This article was published:

Thomas Cooper (1832-1900), draper and politician, was born at Stone, Staffordshire, England, son of Thomas Cooper, draper, and his wife Sabia, née Kinnersly. He migrated to Victoria in 1856. He opened Stafford House, a draper's shop at 165 Brunswick Street, Fitzroy. In 1859 he moved to Kingston and after a year to nearby Creswick, where he opened a new Stafford House on the corner of Albert and Cambridge Streets. At first his brother and then Charles Walton were his partners; both partnerships were soon dissolved and Cooper took complete control. He later also undertook work as an auctioneer, mining and general agent and arbitrator. As an active and forceful leader in church work, he was an original trustee of the Creswick Wesleyan Church, circuit steward, teacher and lay preacher. He was a strong advocate for and leader of the total abstinence societies prominent in Creswick's earlier years.

After settling in business Cooper turned to civic affairs.
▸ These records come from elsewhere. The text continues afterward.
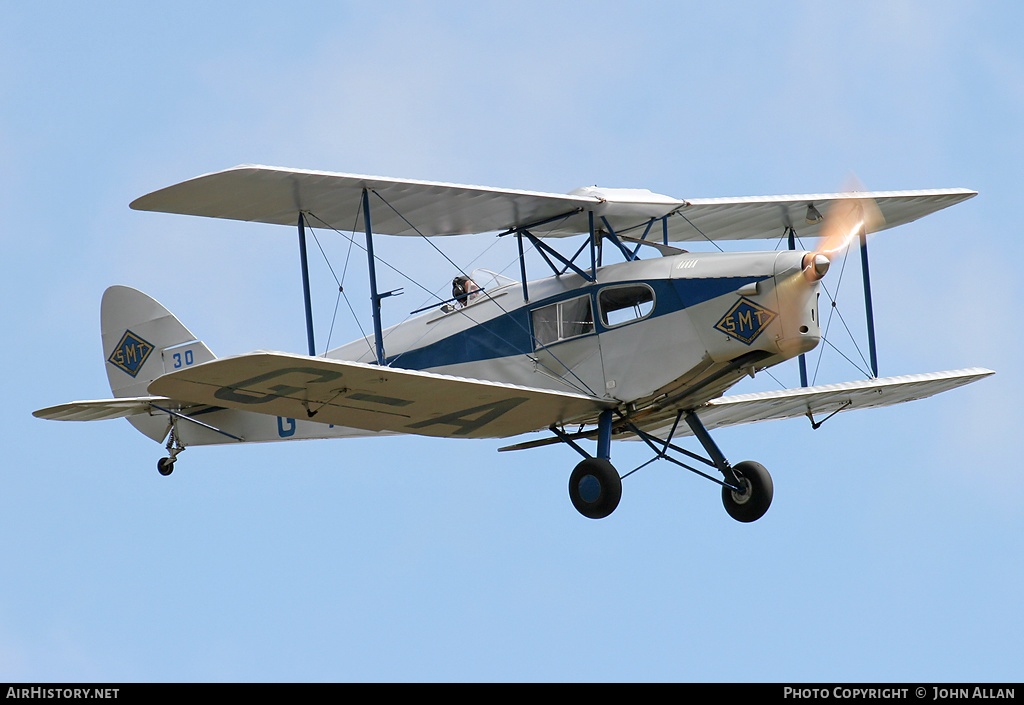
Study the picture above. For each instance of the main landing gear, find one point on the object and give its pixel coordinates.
(595, 486)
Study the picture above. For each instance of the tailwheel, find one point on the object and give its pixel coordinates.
(755, 498)
(595, 488)
(165, 466)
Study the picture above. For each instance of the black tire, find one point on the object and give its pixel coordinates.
(756, 498)
(595, 488)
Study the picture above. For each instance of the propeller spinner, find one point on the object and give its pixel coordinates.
(846, 219)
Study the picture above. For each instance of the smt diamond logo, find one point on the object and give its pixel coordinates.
(745, 321)
(130, 354)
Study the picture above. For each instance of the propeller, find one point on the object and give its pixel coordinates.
(847, 217)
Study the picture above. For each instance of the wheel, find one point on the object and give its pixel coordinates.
(753, 502)
(165, 466)
(595, 488)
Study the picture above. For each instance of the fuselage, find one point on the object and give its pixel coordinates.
(644, 330)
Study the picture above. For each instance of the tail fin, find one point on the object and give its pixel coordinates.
(141, 341)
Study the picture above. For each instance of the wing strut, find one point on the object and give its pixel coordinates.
(867, 303)
(305, 285)
(375, 298)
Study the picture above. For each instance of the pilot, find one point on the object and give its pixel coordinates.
(464, 290)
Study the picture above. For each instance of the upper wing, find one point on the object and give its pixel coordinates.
(768, 216)
(373, 398)
(823, 400)
(273, 195)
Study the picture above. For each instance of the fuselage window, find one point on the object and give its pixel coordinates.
(562, 321)
(622, 304)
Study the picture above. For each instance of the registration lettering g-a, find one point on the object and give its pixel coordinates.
(230, 392)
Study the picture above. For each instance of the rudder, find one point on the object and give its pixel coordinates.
(141, 341)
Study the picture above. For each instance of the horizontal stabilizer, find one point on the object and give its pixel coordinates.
(374, 398)
(275, 195)
(109, 408)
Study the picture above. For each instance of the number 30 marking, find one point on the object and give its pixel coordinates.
(178, 362)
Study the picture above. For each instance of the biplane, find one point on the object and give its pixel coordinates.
(642, 349)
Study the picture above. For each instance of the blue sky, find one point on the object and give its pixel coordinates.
(892, 548)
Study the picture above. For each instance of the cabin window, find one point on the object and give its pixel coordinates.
(562, 321)
(622, 304)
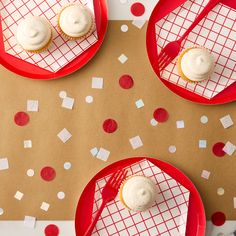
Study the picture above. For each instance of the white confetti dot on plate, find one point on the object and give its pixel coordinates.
(61, 195)
(1, 211)
(89, 99)
(220, 191)
(172, 149)
(204, 119)
(62, 94)
(153, 122)
(124, 28)
(67, 165)
(30, 172)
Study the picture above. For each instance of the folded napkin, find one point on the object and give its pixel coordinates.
(168, 216)
(216, 32)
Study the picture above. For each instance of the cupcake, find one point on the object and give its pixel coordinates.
(138, 193)
(34, 34)
(76, 22)
(195, 64)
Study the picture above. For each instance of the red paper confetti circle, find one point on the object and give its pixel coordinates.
(218, 218)
(126, 82)
(48, 173)
(51, 230)
(161, 115)
(217, 149)
(137, 9)
(110, 126)
(21, 118)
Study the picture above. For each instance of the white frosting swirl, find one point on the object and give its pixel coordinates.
(75, 20)
(33, 33)
(197, 64)
(139, 193)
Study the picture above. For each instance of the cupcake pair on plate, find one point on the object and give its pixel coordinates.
(34, 33)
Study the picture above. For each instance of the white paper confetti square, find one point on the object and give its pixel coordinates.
(45, 206)
(229, 148)
(61, 52)
(29, 221)
(171, 206)
(27, 144)
(139, 103)
(33, 105)
(64, 135)
(18, 195)
(180, 124)
(4, 165)
(97, 83)
(216, 32)
(205, 174)
(122, 58)
(136, 142)
(103, 154)
(68, 103)
(226, 121)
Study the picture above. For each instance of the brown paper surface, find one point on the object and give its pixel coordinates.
(85, 123)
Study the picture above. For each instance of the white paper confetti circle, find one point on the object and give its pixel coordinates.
(61, 195)
(172, 149)
(62, 94)
(30, 172)
(153, 122)
(220, 191)
(67, 165)
(204, 119)
(89, 99)
(1, 211)
(124, 28)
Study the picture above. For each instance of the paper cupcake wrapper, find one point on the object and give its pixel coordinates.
(61, 51)
(168, 214)
(216, 32)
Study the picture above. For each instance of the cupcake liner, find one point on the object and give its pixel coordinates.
(81, 37)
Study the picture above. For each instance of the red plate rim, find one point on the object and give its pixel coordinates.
(196, 219)
(163, 8)
(34, 72)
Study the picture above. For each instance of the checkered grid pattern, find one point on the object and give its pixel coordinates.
(167, 217)
(217, 32)
(62, 51)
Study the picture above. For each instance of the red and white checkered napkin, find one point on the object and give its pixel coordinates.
(61, 51)
(217, 32)
(168, 216)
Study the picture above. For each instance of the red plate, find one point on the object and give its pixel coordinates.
(196, 214)
(29, 70)
(163, 8)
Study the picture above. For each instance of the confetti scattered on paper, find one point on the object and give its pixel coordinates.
(103, 154)
(139, 103)
(97, 83)
(33, 105)
(64, 135)
(202, 143)
(18, 195)
(27, 144)
(139, 23)
(226, 121)
(180, 124)
(229, 148)
(68, 103)
(122, 58)
(29, 221)
(4, 165)
(44, 206)
(136, 142)
(205, 174)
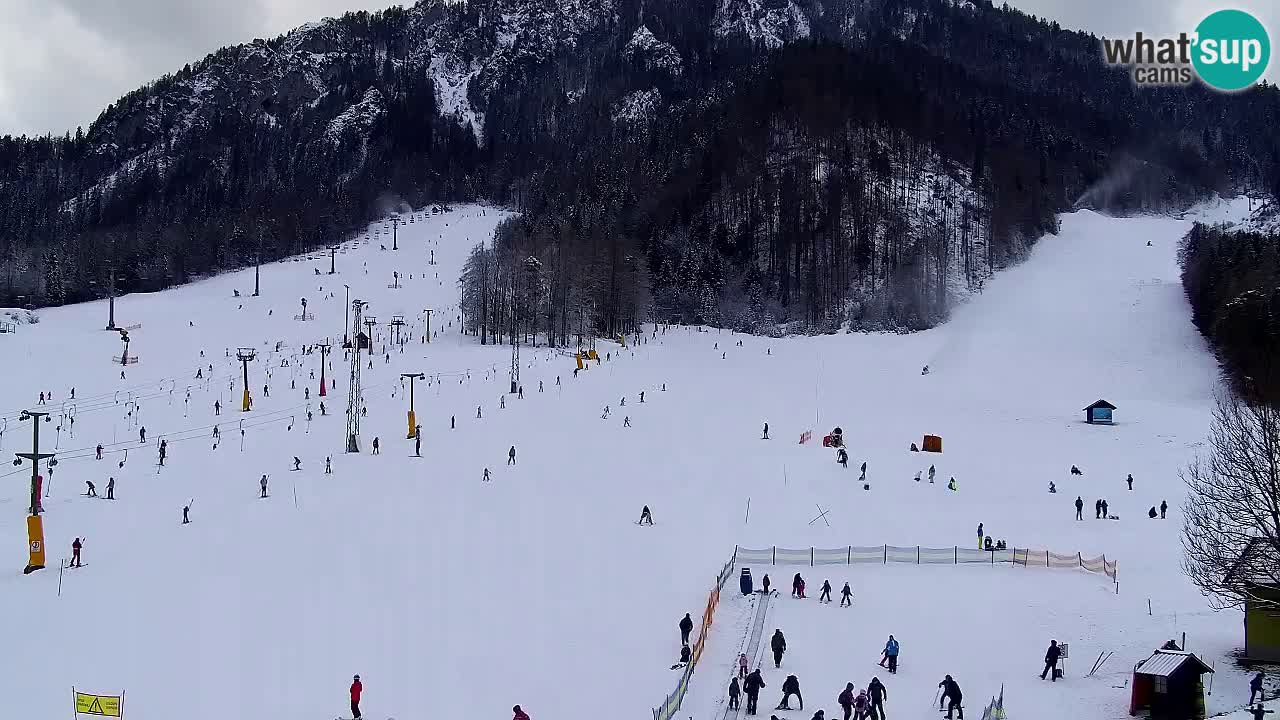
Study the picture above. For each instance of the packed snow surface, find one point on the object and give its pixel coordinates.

He headed the poll for a seat in the Municipal Council, established in 1858. In 1862 he was elected its chairman and in 1863 became the first mayor of the new Borough of Creswick. He filled this position eleven times, still a local record. He worked with vigour to improve the town. He persuaded the government to hand over a reservoir at Dean, with £3000 as a grant to give Creswick a water supply. Later he was prominent in providing the town with its imposing hall and council offices. He did much to set standards and formulate procedures in the council; he resigned in 1884 but was again a member in 1890-93. In the 1864 Legislative Assembly elections many influential Creswick citizens persuaded him to nominate, but he was not successful then or at later polls until 1877. He represented Creswick until 1889, when the Creswick electorate was divided. Cooper decided to stand for the new electorate of Allendale but was defeated by (Sir) Alexander Peacock. In debates he had spoken on many and varied subjects, but more particularly on forests, education and the conditions of teachers, mining and prospecting, railways, water supply and municipal affairs; he was chairman of committees in 1880-89.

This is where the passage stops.